Milli Güvenlik Siyaset Belgesi, 10. kez yenilenme hazırlığındaydı. İç güvenlik, dış güvenlik ve savunma ana başlıklarından oluşan belgede, yapay zekâ ve afetlere de bir parantez açılacağı bilgileri sızmıştı. Cumhurbaşkanı Recep T. Erdoğan’ın Başbakanlığı döneminden bu yana 2005, 2010, 2015, 2020 yıllarında yenilenen belgenin bir kez daha yenilenmesi için çalışma başlatılmıştı. 2014’ten bu yana Milli Güvenlik Kurulu Genel Sekreterliği görevinde bulunan Seyfullah Hacımüftüoğlu’nun 3. kez yenilenme çalışmalarını koordine edeceği medyaya yansımıştı. Milli Güvenlik Kurulu Genel Sekreterliği, Bakanlıklardan ve kurumlardan Milli Güvenlik Siyaset Belgesi’ne eklenmesini istedikleri hususları öneri olarak toplamaya başlatmıştı.

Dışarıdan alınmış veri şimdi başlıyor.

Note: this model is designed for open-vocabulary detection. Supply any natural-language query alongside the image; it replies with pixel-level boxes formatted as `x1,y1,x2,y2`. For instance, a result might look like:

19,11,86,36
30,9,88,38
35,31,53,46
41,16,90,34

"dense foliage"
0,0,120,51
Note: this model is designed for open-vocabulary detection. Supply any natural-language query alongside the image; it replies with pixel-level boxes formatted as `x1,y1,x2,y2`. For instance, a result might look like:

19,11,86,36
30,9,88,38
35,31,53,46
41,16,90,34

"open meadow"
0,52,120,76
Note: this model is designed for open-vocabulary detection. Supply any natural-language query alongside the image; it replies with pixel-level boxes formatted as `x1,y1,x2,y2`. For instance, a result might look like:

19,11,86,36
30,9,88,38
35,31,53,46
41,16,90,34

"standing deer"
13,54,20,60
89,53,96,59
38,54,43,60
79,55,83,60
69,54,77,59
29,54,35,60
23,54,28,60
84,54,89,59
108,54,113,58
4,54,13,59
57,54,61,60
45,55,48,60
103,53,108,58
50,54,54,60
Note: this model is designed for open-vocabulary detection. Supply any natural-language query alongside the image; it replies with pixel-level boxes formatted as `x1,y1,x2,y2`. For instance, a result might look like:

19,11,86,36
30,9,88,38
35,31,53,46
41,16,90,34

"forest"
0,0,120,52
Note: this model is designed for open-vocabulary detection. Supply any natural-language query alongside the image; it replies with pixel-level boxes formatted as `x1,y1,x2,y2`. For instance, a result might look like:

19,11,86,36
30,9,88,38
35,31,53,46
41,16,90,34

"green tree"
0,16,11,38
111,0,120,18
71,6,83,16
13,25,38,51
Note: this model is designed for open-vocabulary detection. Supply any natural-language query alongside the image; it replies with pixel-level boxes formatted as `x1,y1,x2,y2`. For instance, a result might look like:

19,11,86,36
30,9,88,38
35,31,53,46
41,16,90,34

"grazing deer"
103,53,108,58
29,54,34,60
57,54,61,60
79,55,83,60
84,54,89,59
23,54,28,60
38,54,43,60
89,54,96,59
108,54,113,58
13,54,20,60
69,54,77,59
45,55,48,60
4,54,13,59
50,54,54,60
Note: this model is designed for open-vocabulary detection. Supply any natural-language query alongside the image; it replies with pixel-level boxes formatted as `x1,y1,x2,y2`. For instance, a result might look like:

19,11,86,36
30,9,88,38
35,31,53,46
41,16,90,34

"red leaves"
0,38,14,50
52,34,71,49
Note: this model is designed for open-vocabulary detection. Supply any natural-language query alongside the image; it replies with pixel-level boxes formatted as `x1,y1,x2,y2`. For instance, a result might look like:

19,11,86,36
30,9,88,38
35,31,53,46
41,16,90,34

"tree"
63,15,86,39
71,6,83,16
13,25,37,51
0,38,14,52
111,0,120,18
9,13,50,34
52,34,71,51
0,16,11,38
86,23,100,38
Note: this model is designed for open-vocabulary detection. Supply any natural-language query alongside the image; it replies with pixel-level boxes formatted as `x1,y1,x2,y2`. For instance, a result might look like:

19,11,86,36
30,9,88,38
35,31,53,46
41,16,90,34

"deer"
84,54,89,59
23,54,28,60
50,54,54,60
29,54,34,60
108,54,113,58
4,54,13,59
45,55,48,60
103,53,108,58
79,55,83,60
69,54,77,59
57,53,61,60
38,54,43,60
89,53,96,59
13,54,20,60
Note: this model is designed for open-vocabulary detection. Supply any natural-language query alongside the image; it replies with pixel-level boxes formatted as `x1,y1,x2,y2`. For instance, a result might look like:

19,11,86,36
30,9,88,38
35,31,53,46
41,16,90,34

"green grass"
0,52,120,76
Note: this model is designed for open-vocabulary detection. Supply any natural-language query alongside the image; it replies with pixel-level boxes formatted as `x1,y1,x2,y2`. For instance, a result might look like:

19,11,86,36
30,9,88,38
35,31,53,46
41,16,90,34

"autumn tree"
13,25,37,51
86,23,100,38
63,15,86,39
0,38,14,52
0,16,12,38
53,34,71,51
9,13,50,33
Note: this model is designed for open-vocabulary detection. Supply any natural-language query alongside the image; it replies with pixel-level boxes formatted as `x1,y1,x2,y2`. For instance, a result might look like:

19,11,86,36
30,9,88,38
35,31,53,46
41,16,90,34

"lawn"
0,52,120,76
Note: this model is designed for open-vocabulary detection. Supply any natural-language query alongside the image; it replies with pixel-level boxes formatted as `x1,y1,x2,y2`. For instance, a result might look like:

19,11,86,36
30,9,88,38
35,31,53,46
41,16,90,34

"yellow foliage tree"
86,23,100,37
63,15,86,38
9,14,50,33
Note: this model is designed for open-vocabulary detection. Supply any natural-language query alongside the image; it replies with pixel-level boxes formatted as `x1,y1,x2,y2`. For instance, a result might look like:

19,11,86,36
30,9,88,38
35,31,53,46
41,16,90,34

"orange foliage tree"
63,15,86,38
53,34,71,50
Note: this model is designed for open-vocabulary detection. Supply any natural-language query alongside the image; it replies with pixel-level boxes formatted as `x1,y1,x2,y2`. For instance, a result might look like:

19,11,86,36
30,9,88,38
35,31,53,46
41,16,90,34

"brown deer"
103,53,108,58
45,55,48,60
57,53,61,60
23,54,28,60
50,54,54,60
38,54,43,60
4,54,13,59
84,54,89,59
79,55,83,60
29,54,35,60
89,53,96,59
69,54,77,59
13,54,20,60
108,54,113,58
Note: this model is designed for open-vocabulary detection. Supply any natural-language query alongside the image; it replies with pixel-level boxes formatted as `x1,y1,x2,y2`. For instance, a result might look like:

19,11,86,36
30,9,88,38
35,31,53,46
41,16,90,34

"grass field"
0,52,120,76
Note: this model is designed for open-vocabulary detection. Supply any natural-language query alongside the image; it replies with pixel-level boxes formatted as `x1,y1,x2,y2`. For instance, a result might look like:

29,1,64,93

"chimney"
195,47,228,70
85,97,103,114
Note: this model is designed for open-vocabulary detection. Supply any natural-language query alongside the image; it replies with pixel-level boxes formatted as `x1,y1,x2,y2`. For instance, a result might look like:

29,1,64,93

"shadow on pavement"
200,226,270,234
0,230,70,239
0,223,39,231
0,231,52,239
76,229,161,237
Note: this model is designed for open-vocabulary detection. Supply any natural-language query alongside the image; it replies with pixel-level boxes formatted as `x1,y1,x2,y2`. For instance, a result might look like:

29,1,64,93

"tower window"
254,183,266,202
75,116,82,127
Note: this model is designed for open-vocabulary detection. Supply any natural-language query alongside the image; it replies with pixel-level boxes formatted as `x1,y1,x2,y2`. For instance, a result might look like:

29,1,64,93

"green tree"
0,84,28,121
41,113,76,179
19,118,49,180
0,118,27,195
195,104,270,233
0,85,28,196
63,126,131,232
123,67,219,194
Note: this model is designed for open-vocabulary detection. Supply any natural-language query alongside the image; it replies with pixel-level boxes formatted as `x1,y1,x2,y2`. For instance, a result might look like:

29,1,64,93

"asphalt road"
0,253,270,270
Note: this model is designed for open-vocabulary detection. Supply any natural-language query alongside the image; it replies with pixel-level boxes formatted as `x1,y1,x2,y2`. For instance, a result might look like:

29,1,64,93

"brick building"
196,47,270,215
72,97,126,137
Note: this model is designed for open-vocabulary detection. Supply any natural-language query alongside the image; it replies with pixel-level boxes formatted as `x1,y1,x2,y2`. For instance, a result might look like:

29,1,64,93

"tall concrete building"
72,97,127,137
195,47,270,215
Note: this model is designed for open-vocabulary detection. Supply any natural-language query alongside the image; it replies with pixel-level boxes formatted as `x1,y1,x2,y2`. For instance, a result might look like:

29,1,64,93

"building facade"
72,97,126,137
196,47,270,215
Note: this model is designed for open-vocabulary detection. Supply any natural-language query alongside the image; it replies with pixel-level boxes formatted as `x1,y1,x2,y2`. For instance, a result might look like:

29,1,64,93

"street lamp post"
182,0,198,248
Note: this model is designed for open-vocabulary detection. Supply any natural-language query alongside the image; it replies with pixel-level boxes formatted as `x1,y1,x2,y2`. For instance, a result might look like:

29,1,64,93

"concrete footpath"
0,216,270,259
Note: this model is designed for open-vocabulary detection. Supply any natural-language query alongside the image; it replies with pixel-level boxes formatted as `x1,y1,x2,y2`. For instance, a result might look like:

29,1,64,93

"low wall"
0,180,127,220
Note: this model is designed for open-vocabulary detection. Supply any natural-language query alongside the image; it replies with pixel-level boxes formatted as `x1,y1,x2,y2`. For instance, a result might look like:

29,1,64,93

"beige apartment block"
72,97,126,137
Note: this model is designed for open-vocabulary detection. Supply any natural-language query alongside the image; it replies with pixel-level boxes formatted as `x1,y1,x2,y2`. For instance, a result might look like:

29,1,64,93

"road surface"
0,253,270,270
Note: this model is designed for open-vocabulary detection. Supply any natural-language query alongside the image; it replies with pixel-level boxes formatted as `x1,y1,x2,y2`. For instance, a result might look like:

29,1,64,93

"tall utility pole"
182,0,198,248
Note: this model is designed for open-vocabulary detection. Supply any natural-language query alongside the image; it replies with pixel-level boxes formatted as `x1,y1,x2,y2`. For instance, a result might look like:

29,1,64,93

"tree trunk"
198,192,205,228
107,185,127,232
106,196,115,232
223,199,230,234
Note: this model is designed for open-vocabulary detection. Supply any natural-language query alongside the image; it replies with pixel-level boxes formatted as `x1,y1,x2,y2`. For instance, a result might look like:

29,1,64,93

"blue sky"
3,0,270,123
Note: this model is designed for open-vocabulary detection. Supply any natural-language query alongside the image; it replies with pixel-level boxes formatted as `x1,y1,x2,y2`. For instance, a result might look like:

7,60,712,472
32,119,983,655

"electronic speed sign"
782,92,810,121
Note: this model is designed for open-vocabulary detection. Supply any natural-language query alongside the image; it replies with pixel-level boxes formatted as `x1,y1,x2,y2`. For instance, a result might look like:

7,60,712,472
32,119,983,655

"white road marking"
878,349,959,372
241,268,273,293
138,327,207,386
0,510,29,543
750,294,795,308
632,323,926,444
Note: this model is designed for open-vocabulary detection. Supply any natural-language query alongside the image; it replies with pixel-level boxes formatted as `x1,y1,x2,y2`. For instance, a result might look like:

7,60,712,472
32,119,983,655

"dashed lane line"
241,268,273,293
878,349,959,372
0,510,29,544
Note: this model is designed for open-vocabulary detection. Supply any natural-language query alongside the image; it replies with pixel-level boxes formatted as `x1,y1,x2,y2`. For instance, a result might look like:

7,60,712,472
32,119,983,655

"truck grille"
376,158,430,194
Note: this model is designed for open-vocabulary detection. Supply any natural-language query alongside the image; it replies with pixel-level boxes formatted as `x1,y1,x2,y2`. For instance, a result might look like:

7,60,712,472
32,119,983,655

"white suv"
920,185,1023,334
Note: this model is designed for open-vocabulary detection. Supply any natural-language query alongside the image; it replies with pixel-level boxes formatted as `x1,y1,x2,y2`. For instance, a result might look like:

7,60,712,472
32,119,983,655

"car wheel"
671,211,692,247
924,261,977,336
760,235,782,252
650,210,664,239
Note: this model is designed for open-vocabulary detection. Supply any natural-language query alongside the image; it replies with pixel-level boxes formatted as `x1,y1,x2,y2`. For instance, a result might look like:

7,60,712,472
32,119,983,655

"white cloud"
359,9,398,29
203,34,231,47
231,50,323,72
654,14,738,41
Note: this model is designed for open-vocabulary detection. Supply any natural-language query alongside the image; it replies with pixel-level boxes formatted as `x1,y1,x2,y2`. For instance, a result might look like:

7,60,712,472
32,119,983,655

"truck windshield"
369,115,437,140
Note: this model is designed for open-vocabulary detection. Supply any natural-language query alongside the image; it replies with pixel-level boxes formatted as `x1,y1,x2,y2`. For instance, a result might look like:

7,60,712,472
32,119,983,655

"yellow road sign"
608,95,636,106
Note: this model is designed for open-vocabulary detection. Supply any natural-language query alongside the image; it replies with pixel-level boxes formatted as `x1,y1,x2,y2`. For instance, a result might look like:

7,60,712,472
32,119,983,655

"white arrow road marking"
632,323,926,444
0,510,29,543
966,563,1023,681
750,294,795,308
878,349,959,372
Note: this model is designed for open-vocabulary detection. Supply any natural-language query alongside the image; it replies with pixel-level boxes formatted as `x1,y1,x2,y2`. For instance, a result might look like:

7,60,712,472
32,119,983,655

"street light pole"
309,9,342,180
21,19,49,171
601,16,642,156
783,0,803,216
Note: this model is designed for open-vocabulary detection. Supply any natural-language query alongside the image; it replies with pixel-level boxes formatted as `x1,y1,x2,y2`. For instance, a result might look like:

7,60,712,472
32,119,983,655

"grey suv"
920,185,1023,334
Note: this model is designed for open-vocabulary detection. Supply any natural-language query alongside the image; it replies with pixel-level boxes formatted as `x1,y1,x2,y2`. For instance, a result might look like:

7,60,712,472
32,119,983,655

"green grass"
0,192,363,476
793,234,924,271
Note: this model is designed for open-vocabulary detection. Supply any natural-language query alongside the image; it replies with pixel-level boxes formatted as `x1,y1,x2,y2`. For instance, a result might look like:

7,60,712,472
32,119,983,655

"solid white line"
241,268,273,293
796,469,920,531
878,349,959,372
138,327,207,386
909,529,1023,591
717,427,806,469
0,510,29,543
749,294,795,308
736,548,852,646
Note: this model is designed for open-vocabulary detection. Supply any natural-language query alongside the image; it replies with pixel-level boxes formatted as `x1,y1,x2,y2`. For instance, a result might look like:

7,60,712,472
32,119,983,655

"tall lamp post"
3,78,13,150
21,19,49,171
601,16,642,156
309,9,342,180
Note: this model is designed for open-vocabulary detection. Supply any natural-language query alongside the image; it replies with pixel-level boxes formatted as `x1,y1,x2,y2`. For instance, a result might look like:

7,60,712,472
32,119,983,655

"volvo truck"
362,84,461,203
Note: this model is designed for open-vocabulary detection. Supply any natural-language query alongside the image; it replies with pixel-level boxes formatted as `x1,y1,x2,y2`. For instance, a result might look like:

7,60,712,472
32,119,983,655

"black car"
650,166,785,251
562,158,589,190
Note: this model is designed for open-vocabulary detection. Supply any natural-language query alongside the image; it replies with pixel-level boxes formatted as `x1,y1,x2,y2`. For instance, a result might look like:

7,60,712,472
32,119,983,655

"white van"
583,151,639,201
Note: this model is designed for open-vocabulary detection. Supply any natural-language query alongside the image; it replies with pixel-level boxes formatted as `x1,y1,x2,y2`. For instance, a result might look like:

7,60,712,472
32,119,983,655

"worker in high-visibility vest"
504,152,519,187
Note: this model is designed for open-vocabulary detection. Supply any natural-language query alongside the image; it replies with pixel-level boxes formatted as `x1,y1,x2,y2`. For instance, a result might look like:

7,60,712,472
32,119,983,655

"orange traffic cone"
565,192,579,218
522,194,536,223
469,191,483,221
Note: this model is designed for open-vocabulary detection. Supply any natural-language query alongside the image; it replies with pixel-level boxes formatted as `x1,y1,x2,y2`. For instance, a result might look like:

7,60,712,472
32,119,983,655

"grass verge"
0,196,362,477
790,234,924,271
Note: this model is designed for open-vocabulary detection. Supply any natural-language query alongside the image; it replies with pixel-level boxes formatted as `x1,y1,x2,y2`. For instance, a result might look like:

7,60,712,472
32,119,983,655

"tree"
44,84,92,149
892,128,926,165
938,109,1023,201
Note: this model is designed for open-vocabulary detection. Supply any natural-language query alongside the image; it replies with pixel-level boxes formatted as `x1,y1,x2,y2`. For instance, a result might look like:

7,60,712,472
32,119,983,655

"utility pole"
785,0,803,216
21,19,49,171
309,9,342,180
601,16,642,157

Nüfus yönetimi ve “göç” de belgede olacaktı!
CNN Türk’ün haberine göre, bu yıl içinde çalışmaların tamamlanması, belgenin bir Milli Güvenlik Kurulu toplantısında görüşülerek onaylanması ve belgenin 2025 yılında yürürlüğe konulması planlanmıştı. Milli Güvenlik Siyaset Belgesi’ne, yapay zekânın ilk kez girmesi tasarlanmıştı. Belgede nüfus yönetimi başlığının olması, göç meselesinin de bu alanda irdelenmesi beklentiler arasındaydı. Terör örgütleri ile mücadele ise hem iç hem de dış güvenlik meselesi olarak bütüncül bir bakış açısıyla belgede yer almaktaydı.
Bu belge iç güvenlik siyaseti, dış güvenlik siyaseti, savunma güvenliği siyaseti olmak üzere 3 ana bölümden oluşmaktaydı. İç güvenlik kısmını İçişleri Bakanlığı, dış güvenlik kısmını Dışişleri Bakanlığı, savunma kısmını ise Milli Savunma Bakanlığı hazırlamaktaydı.
Acaba Sn. Erdoğan, “iç güvenlik” konusunda hangi kuşkuları taşımaktaydı ve hangi tedbirleri alacaktı?
20 Nisan 2024’te süresi dolacak olan AYM Başkanı Zühtü Arslan, Anayasa Mahkemesi kararlarına uymanın ‘zorunluluk’ olduğunu haykırmıştı!
...
MAKALENİN TAMAMI İÇİN TIKLAYINIZ..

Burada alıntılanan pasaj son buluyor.